Mr Hereora shook his head. It wasn't that he disagreed with the assertion of Maori sovereignty but this was not the time or place. There was a way to say these things but these people had never learned it, he murmured.
The radicals were "a lost generation" in his view and they are no longer young. I had noticed that.
The same people have been leading the demonstrations at Waitangi for 25 years. Their dreadlocks are now grey, their arms matronly and black T-shirts cannot hide their paunches.
They are well into their 40s, 50s and 60s and the good news is that they are not being replaced.
At Waitangi last year, Annette Sykes and others made a determined effort to encourage younger voices to the fore. They held workshops and drew up radical declarations for the young to make. And they found a young man to front the effort but when he spoke at the disrupted mid-morning service, he was moderate and pleasant.
Mr Hereora said hundreds of children had passed through his tutelage over the past 20 years. His eyes glistened and he sucked his breath. They knew their tikanga and would never forget it.
"They won't do this," he said, looking at the hairy interjector a few rows in front of us, and at an earnest woman with her supporters up front, accusing the Prime Minister of treason.

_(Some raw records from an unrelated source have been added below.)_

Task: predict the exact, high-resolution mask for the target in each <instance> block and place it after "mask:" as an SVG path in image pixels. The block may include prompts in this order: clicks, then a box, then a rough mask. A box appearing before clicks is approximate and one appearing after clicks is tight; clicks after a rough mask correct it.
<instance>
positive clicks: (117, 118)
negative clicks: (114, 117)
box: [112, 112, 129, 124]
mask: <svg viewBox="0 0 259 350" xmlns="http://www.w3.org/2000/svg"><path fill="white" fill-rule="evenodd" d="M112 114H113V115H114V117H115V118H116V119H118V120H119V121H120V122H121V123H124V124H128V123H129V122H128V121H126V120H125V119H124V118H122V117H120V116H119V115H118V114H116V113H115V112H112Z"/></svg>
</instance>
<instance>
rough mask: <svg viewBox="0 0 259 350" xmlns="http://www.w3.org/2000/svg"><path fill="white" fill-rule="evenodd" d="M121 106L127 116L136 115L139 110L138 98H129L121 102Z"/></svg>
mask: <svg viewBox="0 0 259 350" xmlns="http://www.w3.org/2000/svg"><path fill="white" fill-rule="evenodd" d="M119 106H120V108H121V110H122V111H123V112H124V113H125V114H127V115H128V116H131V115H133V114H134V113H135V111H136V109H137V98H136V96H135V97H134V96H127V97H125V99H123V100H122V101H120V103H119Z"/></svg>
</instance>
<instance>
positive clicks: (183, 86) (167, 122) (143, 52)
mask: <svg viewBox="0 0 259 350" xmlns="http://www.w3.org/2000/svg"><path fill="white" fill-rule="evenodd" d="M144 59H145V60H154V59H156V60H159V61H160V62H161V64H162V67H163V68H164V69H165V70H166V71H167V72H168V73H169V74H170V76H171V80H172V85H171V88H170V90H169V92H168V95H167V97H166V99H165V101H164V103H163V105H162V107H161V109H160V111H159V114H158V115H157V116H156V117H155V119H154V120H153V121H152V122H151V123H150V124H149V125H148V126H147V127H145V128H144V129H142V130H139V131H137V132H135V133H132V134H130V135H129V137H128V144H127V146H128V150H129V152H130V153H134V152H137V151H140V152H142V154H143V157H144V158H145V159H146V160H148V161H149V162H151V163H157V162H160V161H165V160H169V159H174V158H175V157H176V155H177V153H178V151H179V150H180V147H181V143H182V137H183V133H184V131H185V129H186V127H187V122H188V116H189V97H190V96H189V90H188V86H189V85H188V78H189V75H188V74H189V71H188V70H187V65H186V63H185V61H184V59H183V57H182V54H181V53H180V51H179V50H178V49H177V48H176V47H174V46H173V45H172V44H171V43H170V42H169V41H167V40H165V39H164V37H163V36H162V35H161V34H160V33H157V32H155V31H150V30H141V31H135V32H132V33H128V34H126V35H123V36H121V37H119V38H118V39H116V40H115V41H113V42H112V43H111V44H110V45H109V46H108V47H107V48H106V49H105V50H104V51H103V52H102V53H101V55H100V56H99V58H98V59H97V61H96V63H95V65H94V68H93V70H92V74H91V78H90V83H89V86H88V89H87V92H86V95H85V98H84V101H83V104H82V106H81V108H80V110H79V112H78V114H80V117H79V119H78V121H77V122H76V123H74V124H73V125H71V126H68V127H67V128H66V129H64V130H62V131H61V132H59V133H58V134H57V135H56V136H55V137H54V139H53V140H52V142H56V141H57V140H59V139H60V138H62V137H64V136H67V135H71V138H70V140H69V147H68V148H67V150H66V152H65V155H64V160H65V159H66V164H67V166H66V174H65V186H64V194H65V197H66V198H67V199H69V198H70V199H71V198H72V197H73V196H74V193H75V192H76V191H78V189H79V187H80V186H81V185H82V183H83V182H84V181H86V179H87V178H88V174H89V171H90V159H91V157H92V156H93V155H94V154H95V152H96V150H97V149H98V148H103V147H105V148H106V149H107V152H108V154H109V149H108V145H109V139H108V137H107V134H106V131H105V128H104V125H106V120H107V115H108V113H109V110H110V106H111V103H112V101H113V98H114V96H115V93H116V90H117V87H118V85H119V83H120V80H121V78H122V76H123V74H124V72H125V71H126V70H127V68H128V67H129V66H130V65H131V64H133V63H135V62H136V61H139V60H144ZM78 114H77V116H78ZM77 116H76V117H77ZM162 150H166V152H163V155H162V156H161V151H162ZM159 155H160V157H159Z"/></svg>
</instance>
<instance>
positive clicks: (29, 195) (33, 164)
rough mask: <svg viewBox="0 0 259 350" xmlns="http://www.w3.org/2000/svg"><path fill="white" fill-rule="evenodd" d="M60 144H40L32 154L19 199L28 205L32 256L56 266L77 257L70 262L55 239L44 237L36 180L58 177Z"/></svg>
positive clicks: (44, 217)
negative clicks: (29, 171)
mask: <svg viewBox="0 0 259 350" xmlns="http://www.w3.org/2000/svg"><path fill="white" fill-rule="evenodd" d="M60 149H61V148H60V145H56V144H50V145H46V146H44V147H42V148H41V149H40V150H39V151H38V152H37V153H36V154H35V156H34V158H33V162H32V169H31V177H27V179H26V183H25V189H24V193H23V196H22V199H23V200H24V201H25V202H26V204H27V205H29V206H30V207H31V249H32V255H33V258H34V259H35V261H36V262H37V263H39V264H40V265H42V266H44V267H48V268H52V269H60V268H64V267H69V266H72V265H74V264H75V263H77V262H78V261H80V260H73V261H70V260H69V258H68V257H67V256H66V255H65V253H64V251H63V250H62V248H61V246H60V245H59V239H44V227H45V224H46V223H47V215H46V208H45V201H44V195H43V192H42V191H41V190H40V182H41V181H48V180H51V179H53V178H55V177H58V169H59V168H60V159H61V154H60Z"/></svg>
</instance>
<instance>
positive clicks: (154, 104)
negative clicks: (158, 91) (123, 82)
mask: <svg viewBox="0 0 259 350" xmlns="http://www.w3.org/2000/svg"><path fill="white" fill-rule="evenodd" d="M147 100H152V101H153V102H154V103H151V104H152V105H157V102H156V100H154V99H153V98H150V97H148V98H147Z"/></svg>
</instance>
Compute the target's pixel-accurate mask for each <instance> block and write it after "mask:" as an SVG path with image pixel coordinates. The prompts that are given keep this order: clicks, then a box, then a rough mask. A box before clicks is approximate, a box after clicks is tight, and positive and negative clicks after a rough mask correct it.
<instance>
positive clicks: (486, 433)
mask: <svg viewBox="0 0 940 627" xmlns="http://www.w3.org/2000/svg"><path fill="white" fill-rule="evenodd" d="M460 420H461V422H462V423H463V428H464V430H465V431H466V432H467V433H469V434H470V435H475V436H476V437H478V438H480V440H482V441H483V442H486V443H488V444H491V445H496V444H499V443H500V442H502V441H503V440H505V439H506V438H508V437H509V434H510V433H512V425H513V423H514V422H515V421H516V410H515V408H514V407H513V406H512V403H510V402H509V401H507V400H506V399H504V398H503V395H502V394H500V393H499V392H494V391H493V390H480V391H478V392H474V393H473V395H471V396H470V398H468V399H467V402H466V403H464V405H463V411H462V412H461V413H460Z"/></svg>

Jenny Shipley used to attend a forum on February 5 where this same nonsense was vented. That left the following day relatively untroubled. Helen Clark has not copied the practice because, I suppose, the forum was hard to control.
I don't suppose she will come back to Waitangi, though her predecessor will. Though last week she announced her retirement from politics at this election, Jenny Shipley was there again on Wednesday.
All the seats had been taken when she, Burton and several National MPs slipped into the 5 am service and sat on the floor. She waved away several offers of a chair until one was brought to her and she accepted it with resignation.
Spotting her, Mr Hereora said, "Jenny Shipley was good here. I've told her that a few times."
In the years that Helen Clark was not there, Jenny Shipley relented to pressure to speak. But not this year, not even when the leader of the National Party was called and the absence of Bill English was glaring.
Surprising too. In past years he has been on the floor in his woolly socks.
Waitangi is the crucible for a certain quality of leadership. At the dawn service Jim Anderton recalled Norman Kirk hand in hand with a child at the treaty grounds. Not many Prime Ministers have had that instinctive touch.
Leadership is much more than sound judgment and safe political management. At times it requires the facility to express hopes, fears, faith and sentiments that feed the national spirit. Maybe next year.